First Flight #20: The Predicter

Summary

The setPrediction function in the ScoreBoard contract allows any user to modify predictions for any player. This lack of access control can be exploited by malicious users to alter a player’s prediction and affect their eligibility for rewards, even if the prediction fee has been paid.

Vulnerability Details

The setPrediction function allows anyone to set or alter a player's prediction for a given match. This includes:

1. Unauthorized Prediction Modification: Users who are neither the player nor the ThePredicter contract can modify predictions, including setting them to Pending. This prevents the prediction from being counted towards the player's reward eligibility.

2. Lack of Validation for Existing Predictions: There is no check to verify if the prediction being modified was previously set, which allows malicious actors to tamper with the predictions of other players.

Code Snippet

ScoreBoard.sol contract

Exploit Scenario

1. A player calls makePrediction from the ThePredicter contract, paying the prediction fee and setting the prediction for a specific match number.

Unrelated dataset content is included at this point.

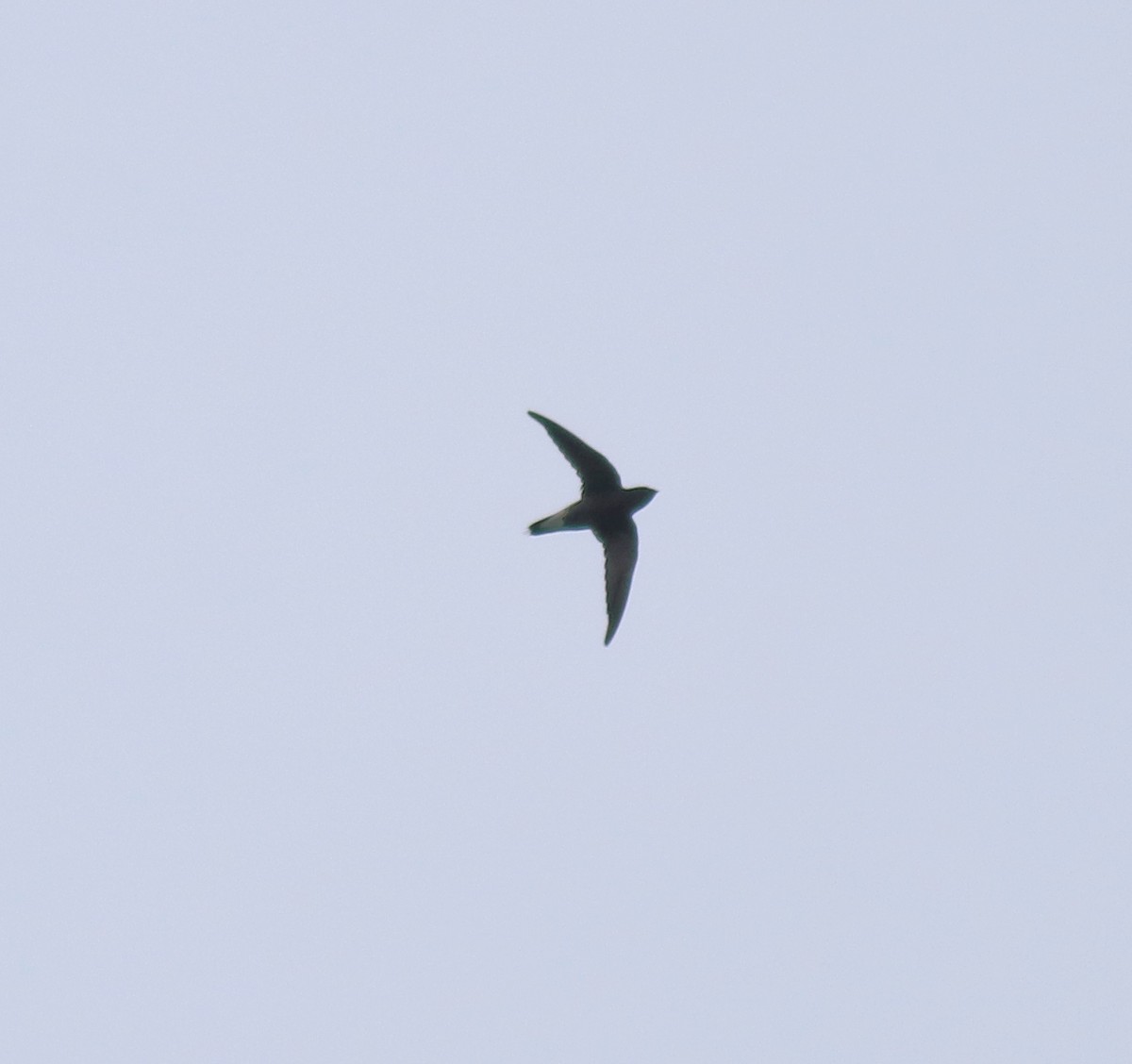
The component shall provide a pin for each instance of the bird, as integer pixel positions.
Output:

2. A malicious user, who is not approved and does not have the Player role, can call setPrediction directly, specifying the legitimate player's address and setting the prediction result to Pending.

3. This action alters the legitimate player’s prediction to Pending, which causes their predictionsCount to be inaccurate, even though they have paid the prediction fee.

4. Consequently, the legitimate player will be ineligible for rewards due to the incorrect predictionsCount.

Tool used

Manual Review

Impact

The unrestricted access to setPrediction allows unauthorized users to alter player predictions, causing incorrect reward calculations. This affects the fairness of the system and could lead to financial loss and decreased trust among participants.

Recommendations

To prevent unauthorized modifications and ensure proper validation, the following changes are recommended:

1. Restrict the setPrediction function so it can only be called by the player themselves or the ThePredicter contract.

   • Modification of Existing Predictions: If the prediction for a given match is not in its default Pending state, it indicates that the player wants to modify their existing prediction. In this case, the function should verify that the caller (msg.sender) is the owner of the prediction (player = msg.sender).

   • Initial Prediction: If the prediction for the given match is in its default Pending state, it indicates that this is the player's first prediction. In this scenario, the function should ensure that the caller is the ThePredicter contract, which is responsible for initial prediction setting.

2. Validation of Predictions: Ensure that predictions are set correctly by checking whether the player has previously made a prediction. When updating a prediction, verify that it was previously set and is not being incorrectly manipulated to Pending. This prevents unauthorized manipulation of predictions to adversely affect a player's eligibility for rewards.